Altera has announced a family of in-system programmable complex PLDs (ISP CPLD). No doubt there are others available or on the way. (!! Xilinx parts have always been reprogrammable )
(For the benefit of those outside the electronics field) what this is is a device which can be programmed (like non-volatile RAM saving your PC BIOS settings), not just to store data but to do arithmetic, or any kind of logical operation possible with digital electronics. So you want to add three 15-bit numbers together. Fine - program a 15-bit 3-port adder to do the job in one clock cycle.
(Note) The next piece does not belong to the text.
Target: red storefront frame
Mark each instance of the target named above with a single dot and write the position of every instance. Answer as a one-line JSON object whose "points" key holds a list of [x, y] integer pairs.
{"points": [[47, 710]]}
The Altera ISP devices are programmable through the JTAG input (an in-system diagnostic test port). They may be programmed in a variety of ways, such as using schematic editors or PLD programming language, but one of the more interesting is using VHDL (an open standard hardware definition language). VHDL is (very loosely) similar to Pascal or a high-level computer programming language, with many extensions to support timing, simultaneity, and hardware data types (bit, register). There are an increasing number of tools and models available, including a prototype IEEE floating-point library, 8085 processor and DLX 32-bit processor models. Proprietary models (will) include such things as a PCI interface. See e.g. wikipedia for more information.
Bringing these together, one can envisage the following system: A host (PCI PC, VME) with slot(s) containing board(s) with one or more ISP CPLDs or ISP FPGAs and probably some cache SRAM and DRAM. See http://andrew.triumf.ca/CPLD-CPU/CPLD-CPU.html . The bus interface would probably be implemented using the CPLD itself. To run a compute-intensive task, one would write the program in VHDL, using available math, PCI, VME etc. libraries as one would in C++, F90, etc. For debugging, one would use a VHDL simulator. Then one would compile the VHDL to the target CPLD (possibly to multiple chips) and download the code. The program would then run in the CPLD, either using its on-board memory or main memory via DMA.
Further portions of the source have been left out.